# MacNaughton Canadian Whisky



## FamilyFind (Apr 3, 2011)

After digging through some boxes in my late great-grandparents basement, I came across an unopened bottle of Imported Canadian MacNaughton. I cannot seem to find any date printed on the label. There is a label across the top that reads "Bureau of ATF Distilled Spirits 070721248" 

 I have read a little about the brand, but cannot find much information. Ive read a little about the ATF Distilled Spirits, but soon became very lost in government regulations.  

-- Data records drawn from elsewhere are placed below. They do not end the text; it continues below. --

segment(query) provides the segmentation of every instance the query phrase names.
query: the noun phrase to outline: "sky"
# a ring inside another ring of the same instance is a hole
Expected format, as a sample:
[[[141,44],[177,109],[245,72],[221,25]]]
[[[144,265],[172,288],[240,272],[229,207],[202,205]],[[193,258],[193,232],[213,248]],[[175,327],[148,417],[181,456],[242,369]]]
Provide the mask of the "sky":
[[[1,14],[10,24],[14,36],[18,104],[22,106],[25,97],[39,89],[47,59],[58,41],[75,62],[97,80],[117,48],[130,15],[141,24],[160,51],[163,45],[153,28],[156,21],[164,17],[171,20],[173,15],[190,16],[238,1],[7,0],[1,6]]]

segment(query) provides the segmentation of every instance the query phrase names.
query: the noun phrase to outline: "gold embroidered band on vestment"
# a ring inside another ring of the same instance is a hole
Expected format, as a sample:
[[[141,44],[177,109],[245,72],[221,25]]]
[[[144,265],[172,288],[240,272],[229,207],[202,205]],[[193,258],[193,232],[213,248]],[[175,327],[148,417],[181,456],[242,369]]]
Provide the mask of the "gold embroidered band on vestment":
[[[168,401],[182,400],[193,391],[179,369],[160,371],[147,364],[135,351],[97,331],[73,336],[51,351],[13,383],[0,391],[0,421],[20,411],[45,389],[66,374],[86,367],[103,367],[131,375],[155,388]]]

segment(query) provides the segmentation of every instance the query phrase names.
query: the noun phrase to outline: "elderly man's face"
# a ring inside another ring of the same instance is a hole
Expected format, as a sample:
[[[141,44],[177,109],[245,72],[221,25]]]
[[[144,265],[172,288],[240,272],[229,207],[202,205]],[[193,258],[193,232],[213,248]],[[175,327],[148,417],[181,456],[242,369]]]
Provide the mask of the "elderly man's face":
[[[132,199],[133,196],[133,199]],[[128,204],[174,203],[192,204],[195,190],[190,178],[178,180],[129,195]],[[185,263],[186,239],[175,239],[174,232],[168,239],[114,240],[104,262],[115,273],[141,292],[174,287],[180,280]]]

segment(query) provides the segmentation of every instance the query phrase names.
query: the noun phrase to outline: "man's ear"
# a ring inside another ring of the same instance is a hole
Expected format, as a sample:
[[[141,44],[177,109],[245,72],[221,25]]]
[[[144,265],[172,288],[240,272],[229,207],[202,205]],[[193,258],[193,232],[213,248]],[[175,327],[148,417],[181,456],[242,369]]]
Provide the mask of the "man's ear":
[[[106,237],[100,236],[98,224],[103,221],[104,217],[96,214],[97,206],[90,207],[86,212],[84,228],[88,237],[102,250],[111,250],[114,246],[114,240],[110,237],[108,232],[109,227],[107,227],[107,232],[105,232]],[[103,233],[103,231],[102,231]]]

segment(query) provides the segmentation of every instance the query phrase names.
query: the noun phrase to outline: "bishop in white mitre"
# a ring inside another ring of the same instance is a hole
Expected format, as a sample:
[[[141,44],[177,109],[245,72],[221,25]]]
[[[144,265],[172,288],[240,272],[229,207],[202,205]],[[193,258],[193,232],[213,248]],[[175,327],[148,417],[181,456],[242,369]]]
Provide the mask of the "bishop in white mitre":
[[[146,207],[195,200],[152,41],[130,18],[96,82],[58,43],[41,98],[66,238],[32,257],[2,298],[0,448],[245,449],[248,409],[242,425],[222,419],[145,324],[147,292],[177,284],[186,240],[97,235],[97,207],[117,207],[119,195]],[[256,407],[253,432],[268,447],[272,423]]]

 If anyone has any information on how to find out more information on when this product was bottled, it would make for much more enjoyable celebrations when it is finally opened.

 Thanks!


----------



## FamilyFind (Apr 3, 2011)

*RE: MacNaughton Canadian Whisky - ATF Label*

Shown here is a picture of the ATF label across the top.


----------



## TJSJHART (Apr 3, 2011)

*RE: MacNaughton Canadian Whiskey - ATF Label*

WELL IT'S AN OLD WHISKEY ...AGED VERY NICELY...PARTY TIME  MAYBE GRANDPA HID IT AND FOR GOT ABOUT IT


----------



## surfaceone (Apr 4, 2011)

Hello Ryan,

 It looks to be of more recent manufacture from the appearance of the metal twist-top.

 Here's a wee bit of information:

 "Canadian MacNaughton History 

 1945	- Schenley purchases the Quebec Distillers Inc. and 
 chages the name to Canadian Schenley Ltd. (U D Archive, 
 992.m.164). 

 1947	- Schenley introduces Canadian MacNaughton (U D Archive, 
 Uncataloged Manuscript). 

 1954	- A second Canadian Distillery is built in Vancouver, 
 British Columbia to help with Schenley's growing 
 Canadian brands (U D Archive, 992.m.164). 

 1987	- United Distillers aquires Schenley (C. Morris, 
 15/11/91)" From.


----------